Inflammatory responses are akin to a double-edged sword and our immune system has several regulatory checkpoints to control these responses; too little and the pathogens take over or too much and the hyperinflammatory responses cause tissue damage. Aptly so, our immune system employs several negative feedback pathways to shut down inflammatory responses to avoid excessive damage to self-tissues. Once TLRs are activated by their cognate PAMPs, robust activation of NFκB and MAP kinase signaling pathways induce upregulation of several hundred genes, mostly of the proinflammatory signature9,10,11,12. Studies tracking the time course of proinflammatory cytokine mRNA expression levels has shown that these mRNAs get upregulated as early as 30 minutes post TLR stimulation, peak within a couple of hours and return to basal expression by 4–6 hours13,14. This coordinated regulation of the pro-inflammatory gene expression is necessary to avoid unwanted inflammation and several mechanisms contribute to the negative regulation of these pathways15.
Once stimulated with TLR ligands, macrophages become refractory to subsequent challenge with similar ligands. This phenomenon is now widely referred to as endotoxin tolerance or LPS tolerance16. Studies have shown that similar tolerance can be achieved with stimulation of other TLRs and NLRs such as TLR2, TLR5, TLR9 and NOD217,18,19,20. While much is known about the negative regulation of inflammatory signaling and cytokine production during TLR stimulation, whether inflammasomes are also similarly regulated is not known. Here, we utilized a well-established LPS (1st signal–priming)/ATP (2nd signal- NLR activation) stimulation protocol to study activation of the NLRP3 inflammasome. Our study demonstrates that while acute LPS stimulation (4 h) induces robust NLRP3 inflammasome activation, chronic LPS stimulation (12 h–24 h) results in attenuation of the NLRP3 inflammasome. We further identify IL-10 as a soluble secreted factor that acts through a negative feedback loop to dampen NLRP3 inflammasome activation.

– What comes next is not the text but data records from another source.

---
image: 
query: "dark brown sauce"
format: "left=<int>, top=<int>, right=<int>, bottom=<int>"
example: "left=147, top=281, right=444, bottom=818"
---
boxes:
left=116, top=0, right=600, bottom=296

Our studies have thus uncovered a role for IL-10 in tempering activation of the NLRP3 inflammasome in response to chronic TLR stimulation.
Results
Chronic TLR engagement negatively regulates NLRP3 inflammasome activation
Prolonged LPS stimulation results in the inhibition of proinflammatory gene expression to avoid excessive inflammation14,21. Recent study by Schroder et al. has shown that duration of LPS priming could adversely affect the activation of caspase-1 and IL-1β by ATP and nigericin22. To examine whether we could recapitulate similar phenomenon during NLRP3 inflammasome activation, BMDMs were stimulated with LPS for different periods of time before being exposed to 5 mM ATP for 30 minutes (Fig. 1A). As expected, macrophages stimulated with LPS for 4 h responded to ATP treatment with robust caspase-1 activation as evident by the appearance of the activation-associated 20 kDa (p20) fragment in caspase-1 Western blots (Fig. 1A). Interestingly, prolonged LPS stimulation reduced caspase-1 processing in a time-dependent fashion and caspase-1 maturation was dramatically reduced in lysates of ATP-treated BMDMs that had been stimulated with LPS for 24 h (Fig. 1A). In addition to preventing caspase-1 processing, prolonged LPS treatment also reduced ATP-induced secretion of mature IL-1β and IL-18 in the culture supernatants (Fig. 1C,D).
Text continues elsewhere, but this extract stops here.